To get started with using CNNs, you’ll need to install the Keras library, which is a high-level library for building neural networks. You can install it by running the following command:

pip install keras

Once you have the library installed, you can import it and start building your model. Here’s an example of how you can use CNNs to classify images of handwritten digits:

from keras.datasets import mnist
from keras.models import Sequential
from keras.layers import Dense, Dropout, Flatten
from keras.layers import Conv2D, MaxPooling2D
from keras.utils import to_categorical

(X_train, y_train), (X_test, y_test) = mnist.load_data()

X_train = X_train.reshape(60000, 28, 28, 1)
X_test = X_test.reshape(10000, 28, 28, 1)

y_train = to_categorical(y_train)
y_test = to_categorical(y_test)

model = Sequential()
model.add(Conv2D(32, kernel_size=(3, 3), activation='relu', input_shape=(28, 28, 1)))
model.add(MaxPooling2D(pool_size=(2, 2)))
model.add(Flatten())
model.add(Dense(10, activation='softmax'))

model.compile(loss='categorical_crossentropy', optimizer='adam', metrics=['accuracy'])

model.fit(X_train, y_train, epochs=5, batch_size=32)

accuracy = model.evaluate(X_test, y_test, verbose=0)
print("Accuracy:", accuracy[1])

In this example, we’re first loading the MNIST dataset, which is a dataset of handwritten digits, from the Keras library. Next, we’re reshaping the data to have a shape of (60000, 28, 28, 1) for the training set and (10000, 28, 28, 1) for the test set, and converting the labels to categorical format.

We then define the architecture of our CNN model using the Sequential API from Keras. We start by adding a convolutional layer with 32 filters, a kernel size of (3, 3) and a ReLU activation function, followed by a max-pooling layer to reduce the spatial

Let’s now take a look at a more practical example.
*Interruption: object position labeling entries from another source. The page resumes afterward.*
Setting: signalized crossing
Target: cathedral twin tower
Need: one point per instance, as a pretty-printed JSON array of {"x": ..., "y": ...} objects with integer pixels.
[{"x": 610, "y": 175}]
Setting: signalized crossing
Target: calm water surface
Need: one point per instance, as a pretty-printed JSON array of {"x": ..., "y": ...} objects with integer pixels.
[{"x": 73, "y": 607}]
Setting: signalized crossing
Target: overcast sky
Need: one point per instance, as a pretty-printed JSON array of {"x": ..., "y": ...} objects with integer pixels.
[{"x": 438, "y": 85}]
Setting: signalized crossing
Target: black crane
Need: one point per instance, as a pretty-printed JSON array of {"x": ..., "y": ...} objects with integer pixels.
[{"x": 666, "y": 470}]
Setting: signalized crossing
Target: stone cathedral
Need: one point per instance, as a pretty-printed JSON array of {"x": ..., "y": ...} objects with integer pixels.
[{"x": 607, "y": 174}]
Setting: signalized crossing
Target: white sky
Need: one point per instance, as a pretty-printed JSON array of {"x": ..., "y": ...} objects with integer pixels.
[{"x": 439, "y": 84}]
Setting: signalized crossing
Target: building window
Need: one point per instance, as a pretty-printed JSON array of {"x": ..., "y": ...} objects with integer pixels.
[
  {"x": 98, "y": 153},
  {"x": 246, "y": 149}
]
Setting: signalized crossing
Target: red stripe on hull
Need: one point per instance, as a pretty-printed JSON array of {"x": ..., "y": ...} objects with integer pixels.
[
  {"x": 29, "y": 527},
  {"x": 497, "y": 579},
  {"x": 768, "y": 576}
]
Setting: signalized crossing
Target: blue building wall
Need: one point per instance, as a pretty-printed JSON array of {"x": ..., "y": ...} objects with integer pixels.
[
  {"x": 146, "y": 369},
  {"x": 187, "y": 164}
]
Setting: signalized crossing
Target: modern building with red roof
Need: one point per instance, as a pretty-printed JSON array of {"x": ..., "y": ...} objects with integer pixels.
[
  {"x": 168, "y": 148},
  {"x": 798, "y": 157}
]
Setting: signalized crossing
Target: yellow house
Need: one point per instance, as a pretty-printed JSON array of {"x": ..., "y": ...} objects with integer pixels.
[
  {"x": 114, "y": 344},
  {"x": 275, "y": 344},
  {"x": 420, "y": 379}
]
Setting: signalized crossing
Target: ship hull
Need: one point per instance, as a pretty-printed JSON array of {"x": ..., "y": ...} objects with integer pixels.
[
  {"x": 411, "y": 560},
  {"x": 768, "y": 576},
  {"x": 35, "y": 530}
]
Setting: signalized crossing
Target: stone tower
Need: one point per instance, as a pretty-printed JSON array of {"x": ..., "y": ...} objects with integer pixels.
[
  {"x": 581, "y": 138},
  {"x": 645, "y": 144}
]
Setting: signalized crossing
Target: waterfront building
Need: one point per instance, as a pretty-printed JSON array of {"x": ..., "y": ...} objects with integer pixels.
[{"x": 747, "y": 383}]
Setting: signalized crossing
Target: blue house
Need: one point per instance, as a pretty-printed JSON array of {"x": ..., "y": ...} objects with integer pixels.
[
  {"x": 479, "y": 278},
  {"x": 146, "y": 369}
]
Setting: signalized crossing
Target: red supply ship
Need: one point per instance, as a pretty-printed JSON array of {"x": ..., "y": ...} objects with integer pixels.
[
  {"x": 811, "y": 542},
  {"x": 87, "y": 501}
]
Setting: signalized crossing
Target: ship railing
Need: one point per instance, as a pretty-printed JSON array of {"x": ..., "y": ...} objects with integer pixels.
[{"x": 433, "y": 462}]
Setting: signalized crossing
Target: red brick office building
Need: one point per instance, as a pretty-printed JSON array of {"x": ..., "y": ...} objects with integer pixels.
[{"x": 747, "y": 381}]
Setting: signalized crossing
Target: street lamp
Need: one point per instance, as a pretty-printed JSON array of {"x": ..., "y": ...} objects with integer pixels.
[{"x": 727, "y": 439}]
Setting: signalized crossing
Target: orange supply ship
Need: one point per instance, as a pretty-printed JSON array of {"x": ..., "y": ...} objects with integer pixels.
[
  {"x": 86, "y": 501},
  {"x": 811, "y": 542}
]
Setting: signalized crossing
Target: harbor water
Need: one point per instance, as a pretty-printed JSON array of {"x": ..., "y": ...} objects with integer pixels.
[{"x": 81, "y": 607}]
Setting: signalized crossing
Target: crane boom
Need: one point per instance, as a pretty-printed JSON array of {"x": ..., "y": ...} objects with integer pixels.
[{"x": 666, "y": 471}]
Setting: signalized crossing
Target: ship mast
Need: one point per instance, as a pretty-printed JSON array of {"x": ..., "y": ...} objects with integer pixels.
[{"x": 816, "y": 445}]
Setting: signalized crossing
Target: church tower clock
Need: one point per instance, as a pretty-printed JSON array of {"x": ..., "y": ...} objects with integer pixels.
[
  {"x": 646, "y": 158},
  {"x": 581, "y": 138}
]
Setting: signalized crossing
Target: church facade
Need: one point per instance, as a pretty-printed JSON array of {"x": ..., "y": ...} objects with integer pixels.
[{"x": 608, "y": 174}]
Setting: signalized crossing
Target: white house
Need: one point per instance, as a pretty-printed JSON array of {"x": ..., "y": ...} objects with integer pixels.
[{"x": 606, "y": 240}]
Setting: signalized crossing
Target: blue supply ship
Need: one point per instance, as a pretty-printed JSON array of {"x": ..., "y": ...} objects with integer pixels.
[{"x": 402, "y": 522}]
Imagine you are working on a project where you want to predict whether an image contains a dog or a cat, based on the pixels of the image. Here is an example of how you can use the CNN algorithm to predict cat or dog using Keras pre-trained model called “VGG16”:

from keras.applications import VGG16
from keras.preprocessing.image import load_img
from keras.preprocessing.image import img_to_array
from keras.applications.vgg16 import preprocess_input
from keras.applications.vgg16 import decode_predictions

# load the model
model = VGG16()

# load an image from file
image = load_img('dog.jpg', target_size=(224, 224))

# convert the image pixels to a numpy array
image = img_to_array(image)

# reshape data for the model
image = image.reshape((1, image.shape[0], image.shape[1], image.shape[2]))

# prepare the image for the VGG model
image = preprocess_input(image)

# predict the probability across all output classes
yhat = model.predict(image)

# convert the probabilities to class labels
label = decode_predictions(yhat)

retrieve the most likely result, e.g. highest probability
label = label[0][0]

print the classification
print('%s (%.2f%%)' % (label[1], label[2]*100))

In this example, we’re first loading the pre-trained VGG16 model from the Keras library. Next, we’re loading an image of a dog and converting it to a numpy array. We then reshape the data to have a shape of (1, 224, 224, 3) which is the input shape that the VGG16 model takes. Then we prepare the image for the VGG16 model by applying preprocess_input. Finally, we predict the probability of the image containing a dog or a cat by calling the predict method on the model and we use the decode_predictions to convert the probabilities to class labels and retrieve the most likely result.

It’s worth noting that using pre-trained models like VGG16 can save a lot of time and resources, and also gives good results. However, it’s important to note that this model was trained on a huge dataset and it may not work well on images that are very different from the ones it was trained on. Also, you can fine-tune the model by adding more layers or removing some layers to make it more suitable for your specific problem.